Part 5: Damians

311 69 59
                                    

Hai! MAKASI UDAH MAU NUNGGU!!! ❤️ SELAMAT MEMBACA PART PANJANG INI YA 🫶🏻

***

"Mengapa kamu pantas untukku tunggu?" tanya Arga bersama segenap kerlingan intensif bertaut pada Nala.

"Karena aku wanita tersisa yang mau sama kamu," sahut gadis itu, kemudian berpura-pura membaca lima lembar kertas di tangannya.

Arga mencoba mengontrol emosi mengingat kesabarannya tipis, nyatanya gadis berbalut piyama yang terduduk meringkuk di sofa seberang ialah gadis yang sulit untuk ia kendalikan. "Nala, saya ingin kamu serius."
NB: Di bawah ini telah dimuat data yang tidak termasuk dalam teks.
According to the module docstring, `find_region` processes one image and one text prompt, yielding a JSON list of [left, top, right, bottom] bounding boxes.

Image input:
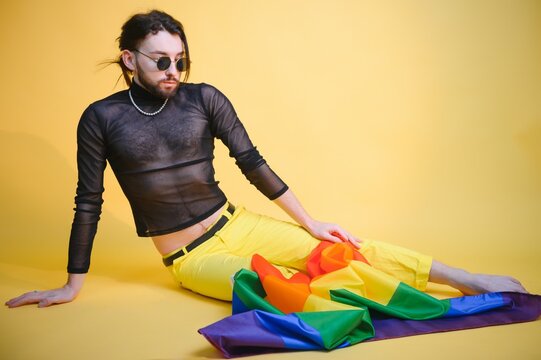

Penekanan dari Arga mengusik Nala. Sejak dua hari  lalu otaknya kusut menghafal semua jawaban dari banyak pertanyaan yang mungkin akan terlempar untuknya besok. Ya, besok Arganta akan mempertemukan Nala dengan keluarga. Namun, Nala tidak tahu semua kertas yang ada di tangannya lebih rumit untuk ia ingat dibanding mata pelajaran.

Lembar kertas di tangannya telah dilipat, napas berat ia keluarkan beriring protes dari bibirnya. "Ini penipuan. Apalagi di sini tertulis kalau aku gak mau dinikahin sama kamu."

"Jadi, kamu mau?"

Kali ini agaknya Arga mengusung Nala terkesiap sendiri, lelaki itu melipat kedua tangannya di dada tanpa menyudahi tilikan selidik. Nala refleks menegakkan tubuh karena panik.

"Gak! Bukan gitu." Suaranya menggema di ruang perpustakaan. "Secara logika, wanita mana yang gak mau nikah sama lelaki mapan kayak kamu. Skenario yang kamu buat sedikit gak masuk akal."

"Tidak bagi keluargaku," tukas Arga mampu membuat Nala bungkam, kesempatan itu ia ambil untuk bangkit dan menyudahi latihan mengingat sudah pukul sepuluh malam. "Tidurlah, saya yakin besok adalah hari yang melelahkan."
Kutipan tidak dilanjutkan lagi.